“Fried Milk,” a custard that is crunchy on the outside and creamy within, is a typical Spanish dessert found all over the country but said to be from the Basque country. With one teaspoon of anisette liqueur poured over each square and ignited, Leche Frita al Anís is created.
- 2 cups milk
- Peel of ½ lemon
- 1 cinnamon stick
- 3 egg yolks
- 3 tablespoons granulated sugar
- 5 tablespoons cornstarch
- 1 egg, beaten
- Bread crumbs
- Oil for frying
- Powdered sugar for dusting
- Cinnamon for dusting
Bring the milk with the lemon peel and the cinnamon stick to a boil. Lower the heat and simmer 10 minutes.
In a saucepan, beat the egg yolks with a wire whisk until they are lemon colored. Beat in the granulated sugar, then the cornstarch. Stir in a few tablespoons of the hot milk, then gradually stir in the rest. Cook over moderate heat, stirring constantly, until thickened and smooth. Remove at the first sign of a boil. Discard the lemon peel and cinnamon stick. Give the custard a vigorous stir to release steam, then pour into a greased 8-inch square pan. Let cool, undisturbed, then refrigerate until the custard becomes hard.
Cut the custard into 2-inch squares, dip them in the beaten egg, then coat with bread crumbs.

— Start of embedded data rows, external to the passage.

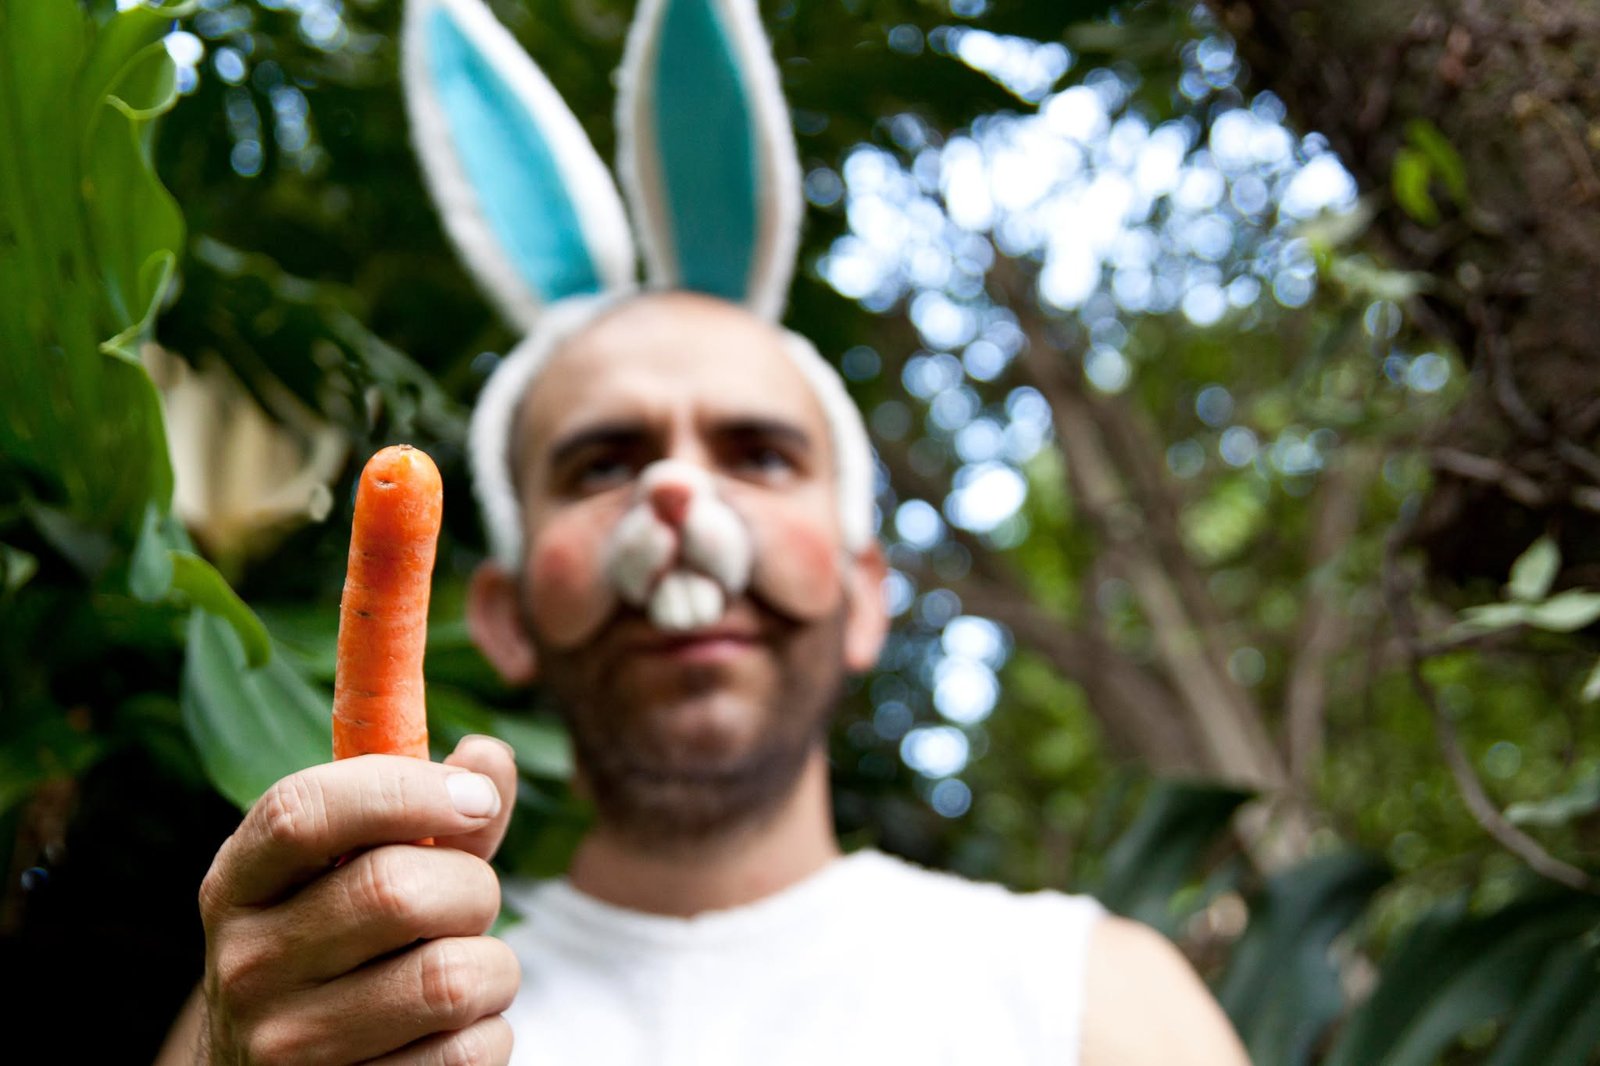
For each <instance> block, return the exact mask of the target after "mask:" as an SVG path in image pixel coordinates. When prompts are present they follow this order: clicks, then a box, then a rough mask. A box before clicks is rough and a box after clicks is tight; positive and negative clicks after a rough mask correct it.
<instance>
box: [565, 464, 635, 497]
mask: <svg viewBox="0 0 1600 1066" xmlns="http://www.w3.org/2000/svg"><path fill="white" fill-rule="evenodd" d="M632 475H634V464H632V463H629V461H627V459H624V458H621V456H597V458H594V459H586V461H582V463H578V464H574V466H573V469H571V474H570V475H568V485H570V487H571V490H573V491H576V493H594V491H602V490H606V488H611V487H614V485H621V483H622V482H626V480H629V479H630V477H632Z"/></svg>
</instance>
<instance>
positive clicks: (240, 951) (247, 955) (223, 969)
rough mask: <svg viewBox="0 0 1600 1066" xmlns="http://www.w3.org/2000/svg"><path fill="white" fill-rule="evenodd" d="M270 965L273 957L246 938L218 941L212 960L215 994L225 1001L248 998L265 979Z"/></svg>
mask: <svg viewBox="0 0 1600 1066" xmlns="http://www.w3.org/2000/svg"><path fill="white" fill-rule="evenodd" d="M270 967H272V957H270V956H269V954H267V952H264V951H261V949H259V948H256V946H251V944H250V943H248V941H246V943H238V941H227V943H224V944H221V946H219V948H218V951H216V960H214V964H213V970H214V973H216V992H218V997H219V999H221V1000H222V1002H227V1004H240V1002H246V1000H251V999H253V997H254V996H256V994H258V992H259V991H261V989H262V986H264V983H266V981H267V973H269V972H270Z"/></svg>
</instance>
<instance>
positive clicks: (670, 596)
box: [650, 570, 726, 632]
mask: <svg viewBox="0 0 1600 1066" xmlns="http://www.w3.org/2000/svg"><path fill="white" fill-rule="evenodd" d="M725 603H726V599H725V597H723V594H722V589H720V587H718V586H717V583H715V581H712V579H710V578H707V576H704V575H698V573H691V571H688V570H674V571H672V573H669V575H666V576H664V578H661V581H658V583H656V591H654V594H653V595H651V597H650V621H651V623H654V626H656V629H662V631H666V632H690V631H693V629H704V627H707V626H712V624H715V623H717V621H720V619H722V613H723V607H725Z"/></svg>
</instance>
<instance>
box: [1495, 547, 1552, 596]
mask: <svg viewBox="0 0 1600 1066" xmlns="http://www.w3.org/2000/svg"><path fill="white" fill-rule="evenodd" d="M1560 568H1562V549H1560V547H1557V546H1555V541H1554V539H1550V538H1549V536H1541V538H1539V539H1536V541H1534V543H1533V544H1530V546H1528V551H1525V552H1523V554H1522V555H1518V557H1517V562H1514V563H1512V565H1510V583H1507V586H1506V594H1507V595H1509V597H1510V599H1514V600H1522V602H1523V603H1533V602H1536V600H1542V599H1544V597H1546V595H1549V594H1550V584H1552V583H1554V581H1555V573H1557V571H1558V570H1560Z"/></svg>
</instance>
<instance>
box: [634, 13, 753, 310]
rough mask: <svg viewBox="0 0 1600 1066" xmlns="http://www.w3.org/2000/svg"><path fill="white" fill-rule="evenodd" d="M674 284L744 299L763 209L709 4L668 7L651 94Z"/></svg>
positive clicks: (743, 114) (737, 64)
mask: <svg viewBox="0 0 1600 1066" xmlns="http://www.w3.org/2000/svg"><path fill="white" fill-rule="evenodd" d="M653 107H654V117H656V144H658V150H659V152H661V174H662V184H664V189H662V192H664V195H666V200H667V203H666V208H667V216H669V219H670V227H672V240H674V246H675V251H677V262H678V274H680V282H682V285H683V287H685V288H688V290H693V291H699V293H712V295H715V296H722V298H725V299H731V301H742V299H744V298H746V293H747V288H749V279H750V261H752V258H754V254H755V240H757V218H758V211H760V200H758V197H760V190H758V182H760V166H758V165H757V157H755V142H754V131H752V126H754V123H752V120H750V115H752V101H750V99H749V98H747V96H746V90H744V83H742V80H741V78H739V66H738V53H736V50H734V46H733V43H731V42H730V40H728V34H726V30H725V29H723V26H722V22H720V21H718V19H717V13H715V10H714V8H712V0H667V8H666V11H664V13H662V26H661V50H659V53H658V54H656V78H654V93H653Z"/></svg>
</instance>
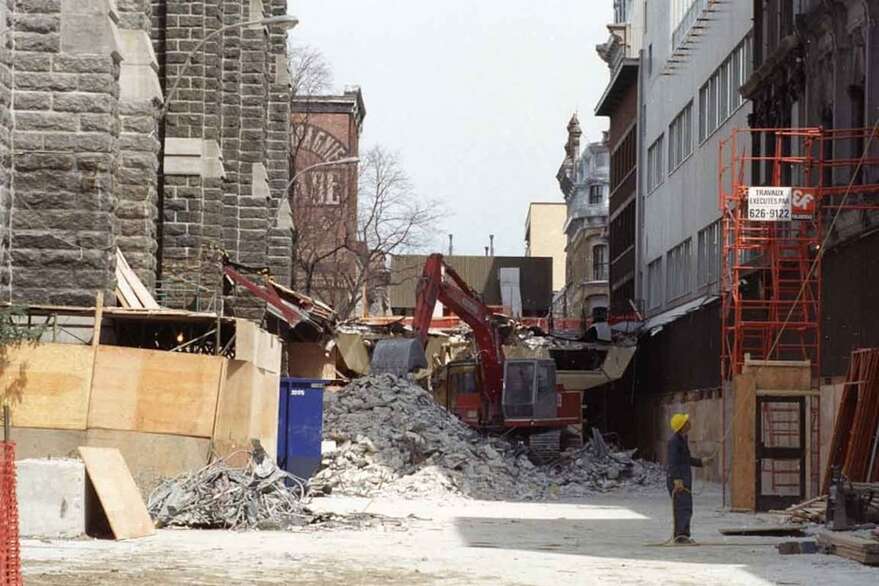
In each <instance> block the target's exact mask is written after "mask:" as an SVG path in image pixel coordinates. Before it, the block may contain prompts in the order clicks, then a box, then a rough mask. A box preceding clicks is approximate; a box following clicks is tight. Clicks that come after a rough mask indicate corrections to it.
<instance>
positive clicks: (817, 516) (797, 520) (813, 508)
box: [770, 496, 827, 523]
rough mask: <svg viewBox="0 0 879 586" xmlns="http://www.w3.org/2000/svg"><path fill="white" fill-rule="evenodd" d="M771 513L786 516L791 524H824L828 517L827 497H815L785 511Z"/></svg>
mask: <svg viewBox="0 0 879 586" xmlns="http://www.w3.org/2000/svg"><path fill="white" fill-rule="evenodd" d="M770 512H771V513H774V514H778V515H784V516H785V517H787V520H788V521H789V522H791V523H824V521H825V519H826V516H827V497H826V496H819V497H815V498H813V499H809V500H807V501H803V502H801V503H799V504H797V505H791V506H790V507H788V508H786V509H784V510H783V511H770Z"/></svg>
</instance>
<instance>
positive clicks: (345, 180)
mask: <svg viewBox="0 0 879 586" xmlns="http://www.w3.org/2000/svg"><path fill="white" fill-rule="evenodd" d="M365 117H366V107H365V105H364V102H363V94H362V93H361V91H360V89H359V88H356V87H355V88H350V89H347V90H346V91H345V92H344V93H343V94H341V95H311V96H309V95H306V96H296V97H295V98H294V99H293V108H292V112H291V115H290V125H291V127H292V129H293V132H292V152H291V155H292V160H293V163H292V167H293V170H294V173H295V175H294V177H296V179H295V181H294V183H293V186H292V189H291V190H290V204H291V207H292V209H293V218H294V224H295V226H296V234H295V236H296V238H295V248H294V251H293V266H294V271H293V273H294V274H293V283H294V286H295V287H296V288H297V289H299V290H301V291H303V292H304V293H306V294H308V295H315V296H317V297H319V298H320V299H321V300H323V301H325V302H326V303H329V304H330V305H332V306H334V307H336V308H338V309H340V310H342V311H343V313H347V311H348V309H349V308H345V307H344V306H345V305H346V304H347V303H348V300H349V295H348V293H347V292H348V288H349V287H350V286H351V281H352V279H353V275H354V270H355V269H354V265H353V263H355V262H356V261H357V256H358V254H359V253H362V252H363V251H362V250H361V248H360V247H361V246H362V244H361V243H360V242H359V240H360V238H359V237H358V233H357V205H358V198H357V189H358V186H357V178H358V164H357V163H346V162H345V160H346V159H353V158H357V157H358V156H359V155H360V134H361V132H362V130H363V121H364V118H365ZM340 161H341V163H339V164H334V163H337V162H340Z"/></svg>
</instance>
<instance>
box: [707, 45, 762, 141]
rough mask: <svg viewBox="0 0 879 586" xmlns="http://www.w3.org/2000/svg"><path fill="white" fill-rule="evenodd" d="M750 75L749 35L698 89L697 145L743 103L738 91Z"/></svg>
mask: <svg viewBox="0 0 879 586" xmlns="http://www.w3.org/2000/svg"><path fill="white" fill-rule="evenodd" d="M750 75H751V35H748V36H746V37H745V38H744V39H743V40H742V42H741V43H739V44H738V46H736V48H735V49H733V51H732V53H730V55H729V57H727V58H726V60H725V61H724V62H723V63H721V65H720V67H718V68H717V69H716V70H715V71H714V73H713V74H712V75H711V77H710V78H708V81H706V82H705V85H703V86H702V87H701V88H700V89H699V142H702V141H704V140H705V139H706V138H708V137H709V136H710V135H711V133H712V132H714V131H715V130H717V129H718V128H719V127H720V126H721V125H723V123H724V122H726V119H727V118H729V117H730V116H731V115H732V113H733V112H735V111H736V109H737V108H738V107H739V106H741V105H742V104H743V103H744V98H743V97H742V94H741V92H740V91H739V90H740V89H741V87H742V84H743V83H745V81H747V79H748V77H749V76H750Z"/></svg>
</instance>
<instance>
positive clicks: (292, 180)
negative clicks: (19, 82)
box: [285, 157, 360, 191]
mask: <svg viewBox="0 0 879 586" xmlns="http://www.w3.org/2000/svg"><path fill="white" fill-rule="evenodd" d="M359 162H360V157H348V158H347V159H339V160H338V161H324V162H322V163H315V164H314V165H309V166H308V167H306V168H305V169H302V170H301V171H299V172H297V173H296V174H295V175H293V178H292V179H290V182H289V183H288V184H287V189H286V190H285V191H290V188H291V187H293V185H294V184H295V183H296V180H297V179H299V178H300V177H301V176H303V175H305V174H306V173H309V172H311V171H314V170H315V169H320V168H321V167H335V166H337V165H353V164H354V163H359Z"/></svg>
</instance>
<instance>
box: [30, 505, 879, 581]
mask: <svg viewBox="0 0 879 586" xmlns="http://www.w3.org/2000/svg"><path fill="white" fill-rule="evenodd" d="M720 502H721V499H720V494H719V493H717V492H716V491H713V490H710V489H709V490H708V491H705V492H703V494H701V495H697V499H696V507H697V511H696V519H695V527H694V537H695V538H696V539H697V540H698V541H702V542H704V543H706V544H711V545H705V546H703V547H675V548H671V547H655V546H653V545H650V544H656V543H659V542H662V541H664V540H665V539H666V538H667V536H668V534H669V531H670V529H669V528H670V525H671V522H670V510H669V509H670V507H669V504H668V502H667V497H666V496H665V495H664V494H663V493H659V492H654V493H649V494H639V495H635V494H629V495H607V496H599V497H593V498H589V499H585V500H582V501H578V502H573V503H559V502H550V503H510V502H484V501H468V500H463V499H454V500H444V501H441V502H435V501H434V502H432V501H424V500H420V501H401V500H390V499H388V500H374V501H369V500H363V499H337V498H333V499H327V500H323V501H317V502H316V506H319V507H321V508H323V509H328V510H336V511H343V510H344V511H352V510H356V511H363V510H366V511H368V512H372V513H380V514H385V515H390V516H393V517H397V518H405V519H406V520H405V522H403V523H388V524H384V525H382V526H380V527H373V528H370V529H366V530H362V531H357V530H350V529H344V530H334V531H308V532H300V533H273V532H264V533H260V532H252V533H232V532H225V531H182V530H163V531H160V532H159V534H158V535H157V536H156V537H152V538H149V539H142V540H137V541H131V542H121V543H114V542H107V541H93V540H88V541H51V542H49V541H33V540H31V541H24V542H23V544H22V546H23V556H24V572H25V583H26V584H28V586H30V585H60V584H64V585H73V586H77V585H86V584H88V585H91V584H126V585H128V586H138V585H141V584H143V585H146V584H151V585H152V584H211V585H213V584H275V583H277V584H305V585H312V584H313V585H319V584H320V585H323V584H358V585H359V584H389V585H404V584H405V585H422V584H444V585H445V584H453V585H456V584H459V585H482V584H484V585H492V586H508V585H509V586H513V585H520V584H552V585H565V584H572V585H573V584H576V585H578V586H580V585H585V584H615V585H624V584H664V585H670V584H692V585H699V586H705V585H710V584H718V585H721V584H722V585H731V584H785V585H793V584H804V585H805V584H834V585H849V584H877V583H879V568H867V567H865V566H861V565H860V564H857V563H855V562H850V561H847V560H844V559H842V558H838V557H836V556H826V555H800V556H780V555H778V553H777V552H776V550H775V548H774V547H773V546H772V545H771V544H773V543H775V542H778V541H781V539H778V538H763V537H760V538H754V537H735V538H725V537H723V536H721V535H720V534H719V533H718V532H717V529H718V528H720V527H731V526H732V527H736V526H744V525H754V524H758V523H760V522H761V521H762V520H761V519H760V518H757V517H754V516H752V515H741V514H730V513H724V512H721V511H720ZM410 515H411V516H410ZM722 544H728V545H722Z"/></svg>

Fry in very hot oil, at least ½ inch deep. Drain, dust with a mixture of powdered sugar and cinnamon, and serve immediately. Leche Frita can be kept warm if necessary for about 30 minutes in a 200°F oven.
Nutritional information is based on 16 servings, 1 tablespoon breadcrumbs per serving and 1/2 cup oil for frying.